VMware Cloud Director | 14 APR 2022 | Build 19580631 (installed build 19580547)

Check for additions and updates to these release notes.

What's New

The VMware Cloud Director patch release resolves CVE-2022-22966. For information, see https://www.vmware.com/security/advisories.

System Requirements and Installation

For information about system requirements and installation instructions, see VMware Cloud Director 10.1 Release Notes.


To access the full set of product documentation, go to VMware Cloud Director Documentation.

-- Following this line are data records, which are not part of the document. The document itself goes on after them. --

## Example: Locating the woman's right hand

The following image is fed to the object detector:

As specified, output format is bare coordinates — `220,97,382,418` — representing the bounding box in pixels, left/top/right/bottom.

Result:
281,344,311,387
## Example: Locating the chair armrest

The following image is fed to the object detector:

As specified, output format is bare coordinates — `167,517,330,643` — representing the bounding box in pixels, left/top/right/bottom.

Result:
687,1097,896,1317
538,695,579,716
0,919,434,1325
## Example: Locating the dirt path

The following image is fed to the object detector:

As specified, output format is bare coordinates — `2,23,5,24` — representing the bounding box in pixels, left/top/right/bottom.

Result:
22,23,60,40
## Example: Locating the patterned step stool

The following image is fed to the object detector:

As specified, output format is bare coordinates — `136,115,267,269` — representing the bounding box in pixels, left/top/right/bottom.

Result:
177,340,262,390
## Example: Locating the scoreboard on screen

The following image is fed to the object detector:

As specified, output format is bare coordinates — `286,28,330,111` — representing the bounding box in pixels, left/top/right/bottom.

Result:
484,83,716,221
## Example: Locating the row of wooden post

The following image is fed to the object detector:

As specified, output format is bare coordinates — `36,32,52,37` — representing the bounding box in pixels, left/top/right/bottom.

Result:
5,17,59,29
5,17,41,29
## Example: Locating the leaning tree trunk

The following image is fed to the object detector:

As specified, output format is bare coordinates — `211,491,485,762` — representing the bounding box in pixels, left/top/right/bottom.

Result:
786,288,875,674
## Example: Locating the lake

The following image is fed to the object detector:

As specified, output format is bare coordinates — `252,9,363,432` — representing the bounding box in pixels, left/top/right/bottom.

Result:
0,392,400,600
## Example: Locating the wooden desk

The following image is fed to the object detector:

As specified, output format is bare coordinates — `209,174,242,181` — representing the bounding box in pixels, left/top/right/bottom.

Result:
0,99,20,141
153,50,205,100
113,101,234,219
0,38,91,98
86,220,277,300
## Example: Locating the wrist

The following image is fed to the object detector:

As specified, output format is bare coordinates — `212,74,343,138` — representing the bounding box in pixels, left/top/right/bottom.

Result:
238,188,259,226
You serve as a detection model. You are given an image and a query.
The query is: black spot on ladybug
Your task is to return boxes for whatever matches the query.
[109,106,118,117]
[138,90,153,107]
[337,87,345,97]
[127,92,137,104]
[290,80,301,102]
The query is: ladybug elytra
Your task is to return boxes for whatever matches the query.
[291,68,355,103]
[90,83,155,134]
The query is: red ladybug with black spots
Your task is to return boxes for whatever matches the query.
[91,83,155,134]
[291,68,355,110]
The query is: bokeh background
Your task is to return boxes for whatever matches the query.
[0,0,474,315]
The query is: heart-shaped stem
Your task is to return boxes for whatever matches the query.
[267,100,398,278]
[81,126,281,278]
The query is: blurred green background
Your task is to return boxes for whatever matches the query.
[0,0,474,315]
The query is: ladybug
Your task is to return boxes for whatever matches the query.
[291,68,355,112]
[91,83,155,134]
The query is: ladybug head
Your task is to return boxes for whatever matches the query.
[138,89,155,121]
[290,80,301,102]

Previous Releases of VMware Cloud Director 10.1.x

Known Issues

  • VMs become non-compliant after converting a reservation pool VDC into a flex organization VDC

    In an organization VDC with a reservation pool allocation model, if some of the VMs have nonzero reservation for CPU and Memory, non-unlimited configuration for CPU and Memory, or both, after converting into a flex organization VDC, these VMs become non-compliant. If you attempt to make the VMs compliant again, the system applies an incorrect policy for the reservation and limit and sets the CPU and Memory reservations to zero and the limits to Unlimited.


    1. A system administrator must create a VM sizing policy with the correct configuration.
    2. A system administrator must publish the new VM sizing policy to the converted flex organization VDC.
    3. The tenants can use the VMware Cloud Director API or the VMware Cloud Director Tenant Portal to assign the VM sizing policy to the existing virtual machines in the flex organization VDC.

  • The VMware Cloud Director appliance deployment fails when you enable the setting to expire the root password upon the first login

    If you attempt to deploy an appliance with enabled Expire Root Password Upon First Login setting, the deployment fails and the /opt/vmware/var/log/firstboot log file displays an error:

    [ERROR] postgresauth script failed to execute.

    Workaround: Disable the Expire Root Password Upon First Login setting and specify an initial root password that contains at least eight characters, one uppercase character, one lowercase character, one numeric digit, and one special character.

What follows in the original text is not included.